Nous ne sommes pas entré dans les détails de la procédure juridique, mais nous avons cité l’essentiel de la loi.

La conclusion est que votre nouveau propriétaire aura la possibilité d’exercer son droit de reprise, immédiatement dans les cas prévus par les articles 18 et 20, dans un délai de quatre années dans les cas visés par l’article 19.

Vous n’avez donc d’autres choix que d’acheter le logement, sans marchander, au prix imposé par le vendeur, ou d’être jeté à la rue. Or, la majorité des familles ouvrières ne disposent pas des centaines de milliers de francs, voir des millions nécessaires pour cet achat. Alors, il ne vous reste plus qu’à placer vos meubles dans un garde-meubles et d’aller vous entasser dans l’unique pièce d’un hôtel meublé, loué dix, douze ou quinze mille francs par mois : autre scandale de l’exploitation éhontée des sans-logis.

N’y a-t-il vraiment d’autres solutions ?

Les syndicats de locataires ? Hélas ! ceux-ci ont oublié — comme les autres — les méthodes d’action directe, chère au premier syndicat des locataires animé par le camarade Cochon. De nos jours, ils sont devenus des bureaux de contentieux, perfectionnés certes, mais dont le rôle se limite aux procédures juridiques. Tout au plus, leur action peut-elle parvenir à vous faire gagner quelques mois.

Mais si les locataires d’un immeuble savaient être solidaire, se refuser à toute discussion et boycotter la vente, il serait très possible de faire échec aux spéculateurs comme à la loi qui les protège.

Car il s’agit bien de spéculation et en voici un exemple typique :
En 1951, la Direction des Domaines vendait par adjudication un immeuble de sept étages situé à Paris, dans le 20e arrondissement. Il fut acquis pour la somme de 3 millions 700.000 francs, à laquelle il convient d’ajouter 24 % de frais, soit un total de 4 millions 600.000 francs.

Le nouveau propriétaire fit les réparations indispensables pour un devis qu’on peut estimer à 2 millions, somme qui fut vraisemblablement remboursée par trois années de loyer.

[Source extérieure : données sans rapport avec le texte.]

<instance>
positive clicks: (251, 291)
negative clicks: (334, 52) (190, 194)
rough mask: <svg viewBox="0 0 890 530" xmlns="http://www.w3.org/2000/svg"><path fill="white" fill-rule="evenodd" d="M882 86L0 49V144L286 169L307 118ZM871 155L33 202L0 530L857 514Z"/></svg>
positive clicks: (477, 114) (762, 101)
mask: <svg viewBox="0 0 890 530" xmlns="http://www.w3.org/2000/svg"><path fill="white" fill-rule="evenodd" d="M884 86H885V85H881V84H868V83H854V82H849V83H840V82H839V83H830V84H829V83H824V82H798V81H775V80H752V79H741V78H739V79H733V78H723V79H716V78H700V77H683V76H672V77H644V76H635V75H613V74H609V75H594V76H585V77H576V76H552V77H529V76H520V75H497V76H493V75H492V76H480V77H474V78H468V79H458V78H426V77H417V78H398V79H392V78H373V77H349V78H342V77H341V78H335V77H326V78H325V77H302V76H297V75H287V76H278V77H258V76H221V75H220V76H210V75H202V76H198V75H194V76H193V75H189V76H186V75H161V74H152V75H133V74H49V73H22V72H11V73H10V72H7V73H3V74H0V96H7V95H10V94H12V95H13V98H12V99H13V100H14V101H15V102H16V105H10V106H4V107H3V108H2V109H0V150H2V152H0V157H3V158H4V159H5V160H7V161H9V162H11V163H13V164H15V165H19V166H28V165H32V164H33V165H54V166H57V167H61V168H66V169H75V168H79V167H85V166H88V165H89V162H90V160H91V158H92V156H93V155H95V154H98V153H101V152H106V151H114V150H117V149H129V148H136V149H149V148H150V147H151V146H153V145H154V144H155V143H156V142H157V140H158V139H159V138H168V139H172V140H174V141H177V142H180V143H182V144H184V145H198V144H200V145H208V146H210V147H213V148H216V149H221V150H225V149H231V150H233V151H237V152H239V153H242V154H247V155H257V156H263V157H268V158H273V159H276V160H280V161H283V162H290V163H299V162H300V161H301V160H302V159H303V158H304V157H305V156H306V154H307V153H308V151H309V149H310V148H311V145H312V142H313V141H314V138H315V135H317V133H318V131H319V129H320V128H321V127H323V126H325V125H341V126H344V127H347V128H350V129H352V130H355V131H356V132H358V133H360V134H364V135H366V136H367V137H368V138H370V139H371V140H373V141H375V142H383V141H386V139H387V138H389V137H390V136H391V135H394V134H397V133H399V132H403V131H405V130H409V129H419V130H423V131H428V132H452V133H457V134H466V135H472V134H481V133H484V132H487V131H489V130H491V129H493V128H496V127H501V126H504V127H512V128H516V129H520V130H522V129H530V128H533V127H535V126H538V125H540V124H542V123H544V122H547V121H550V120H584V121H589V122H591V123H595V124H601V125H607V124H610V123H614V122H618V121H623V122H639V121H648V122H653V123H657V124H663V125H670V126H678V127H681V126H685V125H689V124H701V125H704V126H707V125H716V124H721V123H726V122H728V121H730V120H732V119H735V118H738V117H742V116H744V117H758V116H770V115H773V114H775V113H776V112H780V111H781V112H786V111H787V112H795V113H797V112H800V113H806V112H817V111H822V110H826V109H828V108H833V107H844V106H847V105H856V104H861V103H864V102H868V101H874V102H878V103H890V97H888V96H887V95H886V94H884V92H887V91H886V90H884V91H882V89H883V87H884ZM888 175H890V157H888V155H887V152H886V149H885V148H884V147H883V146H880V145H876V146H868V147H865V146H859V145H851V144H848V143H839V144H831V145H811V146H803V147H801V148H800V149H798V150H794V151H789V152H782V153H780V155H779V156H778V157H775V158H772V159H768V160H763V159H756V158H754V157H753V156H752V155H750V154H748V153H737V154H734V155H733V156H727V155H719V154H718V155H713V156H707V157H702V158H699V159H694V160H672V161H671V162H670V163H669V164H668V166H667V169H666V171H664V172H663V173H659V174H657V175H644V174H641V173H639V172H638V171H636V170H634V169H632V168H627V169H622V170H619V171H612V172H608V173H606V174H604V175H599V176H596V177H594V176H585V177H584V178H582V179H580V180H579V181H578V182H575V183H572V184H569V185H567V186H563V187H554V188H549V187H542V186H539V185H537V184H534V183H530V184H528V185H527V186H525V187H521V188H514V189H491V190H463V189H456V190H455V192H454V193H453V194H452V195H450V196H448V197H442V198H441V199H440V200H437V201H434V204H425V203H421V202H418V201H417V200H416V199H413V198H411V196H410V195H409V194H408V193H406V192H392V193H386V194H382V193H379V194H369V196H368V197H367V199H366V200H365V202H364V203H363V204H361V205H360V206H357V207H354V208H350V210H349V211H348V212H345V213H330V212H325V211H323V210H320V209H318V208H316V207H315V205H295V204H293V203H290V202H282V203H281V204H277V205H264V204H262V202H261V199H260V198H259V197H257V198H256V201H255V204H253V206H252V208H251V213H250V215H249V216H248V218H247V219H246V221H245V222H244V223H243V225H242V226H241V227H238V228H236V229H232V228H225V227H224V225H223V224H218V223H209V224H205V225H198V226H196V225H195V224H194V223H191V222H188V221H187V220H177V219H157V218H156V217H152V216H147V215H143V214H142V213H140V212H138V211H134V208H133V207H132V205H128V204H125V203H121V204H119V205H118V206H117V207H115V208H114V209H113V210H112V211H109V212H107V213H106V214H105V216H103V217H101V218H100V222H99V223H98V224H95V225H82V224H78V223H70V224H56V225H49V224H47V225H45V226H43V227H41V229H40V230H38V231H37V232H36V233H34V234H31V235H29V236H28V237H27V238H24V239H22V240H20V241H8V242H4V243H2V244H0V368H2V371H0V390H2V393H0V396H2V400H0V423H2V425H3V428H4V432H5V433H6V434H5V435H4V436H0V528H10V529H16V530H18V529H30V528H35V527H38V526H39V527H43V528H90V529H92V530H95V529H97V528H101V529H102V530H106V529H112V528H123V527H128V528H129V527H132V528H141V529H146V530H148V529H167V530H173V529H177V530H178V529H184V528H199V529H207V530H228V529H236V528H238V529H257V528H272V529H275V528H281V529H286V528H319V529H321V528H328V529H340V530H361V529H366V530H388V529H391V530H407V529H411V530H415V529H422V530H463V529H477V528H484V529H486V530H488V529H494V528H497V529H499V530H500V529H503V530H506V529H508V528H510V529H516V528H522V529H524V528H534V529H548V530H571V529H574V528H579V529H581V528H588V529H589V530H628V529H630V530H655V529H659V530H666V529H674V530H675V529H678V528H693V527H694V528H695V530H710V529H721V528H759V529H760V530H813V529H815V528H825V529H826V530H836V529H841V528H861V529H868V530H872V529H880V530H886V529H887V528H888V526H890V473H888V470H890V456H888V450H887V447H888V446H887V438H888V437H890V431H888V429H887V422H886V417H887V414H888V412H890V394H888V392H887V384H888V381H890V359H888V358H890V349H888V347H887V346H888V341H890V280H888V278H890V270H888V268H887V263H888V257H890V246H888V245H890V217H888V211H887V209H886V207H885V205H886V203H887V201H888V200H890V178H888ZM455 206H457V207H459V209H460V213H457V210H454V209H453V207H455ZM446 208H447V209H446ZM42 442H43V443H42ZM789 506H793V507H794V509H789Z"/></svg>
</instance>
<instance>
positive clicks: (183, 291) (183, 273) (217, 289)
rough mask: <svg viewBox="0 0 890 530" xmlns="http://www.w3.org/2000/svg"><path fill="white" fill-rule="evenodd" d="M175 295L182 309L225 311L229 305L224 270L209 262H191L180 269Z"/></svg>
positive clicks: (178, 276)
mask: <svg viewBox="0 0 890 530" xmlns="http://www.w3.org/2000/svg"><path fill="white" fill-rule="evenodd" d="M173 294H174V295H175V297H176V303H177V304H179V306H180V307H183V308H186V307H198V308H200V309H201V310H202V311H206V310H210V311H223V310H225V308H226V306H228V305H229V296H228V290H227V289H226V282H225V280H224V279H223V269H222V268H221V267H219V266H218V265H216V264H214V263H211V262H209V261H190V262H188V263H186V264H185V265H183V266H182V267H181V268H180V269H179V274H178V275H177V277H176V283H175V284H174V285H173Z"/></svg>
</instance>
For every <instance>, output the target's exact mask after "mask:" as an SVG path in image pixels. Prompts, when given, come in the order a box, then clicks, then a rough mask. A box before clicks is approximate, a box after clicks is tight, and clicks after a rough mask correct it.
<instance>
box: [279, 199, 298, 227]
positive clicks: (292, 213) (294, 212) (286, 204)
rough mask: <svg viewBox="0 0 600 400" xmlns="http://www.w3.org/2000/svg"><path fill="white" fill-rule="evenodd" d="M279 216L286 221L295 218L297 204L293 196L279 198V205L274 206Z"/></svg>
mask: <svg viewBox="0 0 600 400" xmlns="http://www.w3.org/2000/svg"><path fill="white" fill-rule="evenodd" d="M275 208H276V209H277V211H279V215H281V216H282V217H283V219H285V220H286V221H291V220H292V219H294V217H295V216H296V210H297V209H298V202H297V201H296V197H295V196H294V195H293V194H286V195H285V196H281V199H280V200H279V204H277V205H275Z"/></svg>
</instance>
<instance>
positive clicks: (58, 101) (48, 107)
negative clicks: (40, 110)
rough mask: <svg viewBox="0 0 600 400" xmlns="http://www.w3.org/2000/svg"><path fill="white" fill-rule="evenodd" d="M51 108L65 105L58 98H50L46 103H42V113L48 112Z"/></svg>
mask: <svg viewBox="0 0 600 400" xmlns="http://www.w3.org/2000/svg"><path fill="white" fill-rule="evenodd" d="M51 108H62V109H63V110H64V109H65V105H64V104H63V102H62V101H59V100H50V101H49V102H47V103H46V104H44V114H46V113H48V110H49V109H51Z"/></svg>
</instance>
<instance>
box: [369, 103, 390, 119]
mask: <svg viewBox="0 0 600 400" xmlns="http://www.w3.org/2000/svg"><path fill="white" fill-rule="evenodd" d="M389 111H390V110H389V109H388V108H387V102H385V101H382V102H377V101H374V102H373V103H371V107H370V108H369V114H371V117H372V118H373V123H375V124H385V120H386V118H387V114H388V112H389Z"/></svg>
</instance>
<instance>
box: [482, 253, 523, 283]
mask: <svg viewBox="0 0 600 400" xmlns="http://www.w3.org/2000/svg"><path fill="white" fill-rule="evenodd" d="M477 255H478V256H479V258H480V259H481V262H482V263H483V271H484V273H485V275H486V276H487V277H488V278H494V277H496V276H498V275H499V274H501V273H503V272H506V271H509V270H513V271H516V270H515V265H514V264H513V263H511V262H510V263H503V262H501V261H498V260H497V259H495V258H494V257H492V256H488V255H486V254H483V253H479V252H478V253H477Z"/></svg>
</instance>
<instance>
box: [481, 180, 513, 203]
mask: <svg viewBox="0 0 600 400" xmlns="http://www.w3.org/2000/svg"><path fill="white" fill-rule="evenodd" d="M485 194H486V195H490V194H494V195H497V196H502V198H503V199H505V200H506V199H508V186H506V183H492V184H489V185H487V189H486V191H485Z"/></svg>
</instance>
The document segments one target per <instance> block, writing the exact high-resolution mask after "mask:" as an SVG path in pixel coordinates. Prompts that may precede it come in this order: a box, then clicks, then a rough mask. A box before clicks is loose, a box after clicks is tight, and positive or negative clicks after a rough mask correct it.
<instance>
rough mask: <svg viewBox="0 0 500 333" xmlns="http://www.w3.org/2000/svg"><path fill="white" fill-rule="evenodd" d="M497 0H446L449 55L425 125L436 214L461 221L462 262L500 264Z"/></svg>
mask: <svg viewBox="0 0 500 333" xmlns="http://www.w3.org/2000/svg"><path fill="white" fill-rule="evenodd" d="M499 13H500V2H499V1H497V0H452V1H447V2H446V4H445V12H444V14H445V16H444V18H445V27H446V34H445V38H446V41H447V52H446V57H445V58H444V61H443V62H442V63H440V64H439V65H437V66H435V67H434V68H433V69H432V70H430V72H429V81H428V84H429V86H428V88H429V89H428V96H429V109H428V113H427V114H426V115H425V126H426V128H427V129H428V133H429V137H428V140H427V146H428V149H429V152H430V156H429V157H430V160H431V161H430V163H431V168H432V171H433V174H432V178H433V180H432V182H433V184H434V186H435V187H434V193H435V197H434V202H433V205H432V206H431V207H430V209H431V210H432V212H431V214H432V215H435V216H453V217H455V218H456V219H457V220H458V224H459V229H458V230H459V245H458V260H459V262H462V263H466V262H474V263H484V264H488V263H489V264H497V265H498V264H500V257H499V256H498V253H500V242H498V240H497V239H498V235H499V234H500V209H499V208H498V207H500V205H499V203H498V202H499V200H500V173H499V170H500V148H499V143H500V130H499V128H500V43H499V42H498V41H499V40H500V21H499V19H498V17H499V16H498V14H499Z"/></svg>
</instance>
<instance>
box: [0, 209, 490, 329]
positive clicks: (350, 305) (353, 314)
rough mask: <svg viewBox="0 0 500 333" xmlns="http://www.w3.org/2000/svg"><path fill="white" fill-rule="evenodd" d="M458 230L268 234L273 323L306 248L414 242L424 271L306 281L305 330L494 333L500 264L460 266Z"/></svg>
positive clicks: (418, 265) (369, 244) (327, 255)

En 1954, l’immeuble est revendu, par appartements sur la base de deux millions l’étage, soit, pour six étages, douze millions, le propriétaire conservant le septième, composé de « logements » d’une pièce et le rez-de-chaussée comprenant deux boutiques. On peut estimer que les loyers de ces deux derniers éléments serviront au propriétaire les intérêts des 4 millions 600.000 fr. investis au départ dans cette fructueuse affaire. Fructueuse puisque ledit propriétaire aura ainsi empoché, grâce à cette vente, 12 millions !

Voici démontré le mécanisme d’une spéculation qui se passe de commentaires. M. Vautour a changé de méthodes, mais reste M. Vautour.

Nous avons seulement voulu, dans cet article, dénoncer un scandale, non traiter le problème de l’habitat dans son ensemble. Pour nous anarchistes, nous estimons que celui-ci ne sera résolu que dans le cadre d’une vaste transformation sociale qui confiera la construction aux coopératives pour le compte des usagers s’organisant librement eux-mêmes, le tout s’intégrant dans un vaste service public du logement libéré de la tutelle de l’État et des spéculations des agioteurs.